A leveraged/inverse fund that has become very popular with fixed income conscious ETF portfolio managers is TBT (ProShares UltraShort 20+ Year Treasury, Expense Ratio 0.95%) since its 2008 debut.

Even with the fund trading at its lowest levels since early February on this recent sharp move higher in longer term bond prices (and steep drop in yields), TBT has still pulled in more than $362 million in new assets year to date.

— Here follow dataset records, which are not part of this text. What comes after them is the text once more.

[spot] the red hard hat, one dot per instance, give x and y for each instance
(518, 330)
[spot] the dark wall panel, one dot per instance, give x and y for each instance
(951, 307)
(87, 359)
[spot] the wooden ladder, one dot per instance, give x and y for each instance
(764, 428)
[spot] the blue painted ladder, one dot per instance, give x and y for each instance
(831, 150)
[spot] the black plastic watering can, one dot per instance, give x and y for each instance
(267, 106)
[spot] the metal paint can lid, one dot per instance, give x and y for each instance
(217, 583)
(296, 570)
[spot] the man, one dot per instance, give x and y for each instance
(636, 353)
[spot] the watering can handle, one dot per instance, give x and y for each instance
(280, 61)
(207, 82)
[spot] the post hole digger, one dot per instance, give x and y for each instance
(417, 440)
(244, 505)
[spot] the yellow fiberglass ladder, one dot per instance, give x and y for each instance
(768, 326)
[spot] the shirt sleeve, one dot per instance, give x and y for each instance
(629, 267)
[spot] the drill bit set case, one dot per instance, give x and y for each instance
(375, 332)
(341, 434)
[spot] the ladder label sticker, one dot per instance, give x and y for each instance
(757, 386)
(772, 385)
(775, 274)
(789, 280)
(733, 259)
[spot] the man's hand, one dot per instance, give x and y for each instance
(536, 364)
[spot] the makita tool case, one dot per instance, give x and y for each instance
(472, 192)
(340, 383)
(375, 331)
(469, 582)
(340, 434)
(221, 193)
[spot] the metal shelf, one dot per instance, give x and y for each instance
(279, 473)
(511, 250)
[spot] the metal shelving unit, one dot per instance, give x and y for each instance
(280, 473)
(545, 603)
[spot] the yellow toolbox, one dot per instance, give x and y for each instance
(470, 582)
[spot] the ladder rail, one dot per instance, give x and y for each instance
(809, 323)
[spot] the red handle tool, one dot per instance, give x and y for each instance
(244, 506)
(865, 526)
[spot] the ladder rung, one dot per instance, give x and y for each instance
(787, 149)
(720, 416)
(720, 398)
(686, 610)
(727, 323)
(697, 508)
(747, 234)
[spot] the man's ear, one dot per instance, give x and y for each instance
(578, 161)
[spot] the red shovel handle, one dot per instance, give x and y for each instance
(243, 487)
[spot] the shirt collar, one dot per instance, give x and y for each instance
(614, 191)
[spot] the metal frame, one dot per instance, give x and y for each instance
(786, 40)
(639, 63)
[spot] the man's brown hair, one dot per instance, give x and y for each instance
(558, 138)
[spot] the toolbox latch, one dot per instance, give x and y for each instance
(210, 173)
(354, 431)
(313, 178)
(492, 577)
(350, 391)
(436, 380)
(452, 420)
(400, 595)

In fact, despite what most would believe is its “short term” or “trading nature”, TBT seems to hold intermediate to longer term assets rather well in terms of net creation/redemption activity over time, and the fund itself is now the third largest ETF across all U.S. listed ETPs that is classified in the “Treasuries” category in terms of AUM.

Related funds that allow the investor to bet against long bond prices include the $1.5 billion TBF (ProShares Short 20 Year Treasury, Expense Ratio 0.95%) which debuted in 2009 and is designed to provide unlevered short exposure to the Barclays Capital 20+ Year Treasury Index, and is essentially the unleveraged cousin of TBT.

For more aggressive traders and/or hedgers, Direxion’s TMV (Direxion Daily 20 Year Plus Treasury Bear 3X Shares, Expense Ratio 0.95%) is designed to deliver three times the daily inverse returns of the long bond, and in the past several sessions this fund has seriously taken it on the chin given the spike in bond prices.

TMV has had decent success since its 2009 debut as well, attracting about $604 million in assets under management thus far. ProShares launched a fund to compete with TMV in terms of delivering three times leverage, TTT (ProShares UltraPro Short20+ Year Treasury, Expense Ratio 0.95%) about two years ago in 2012, and the fund has attracted about $119 million since inception.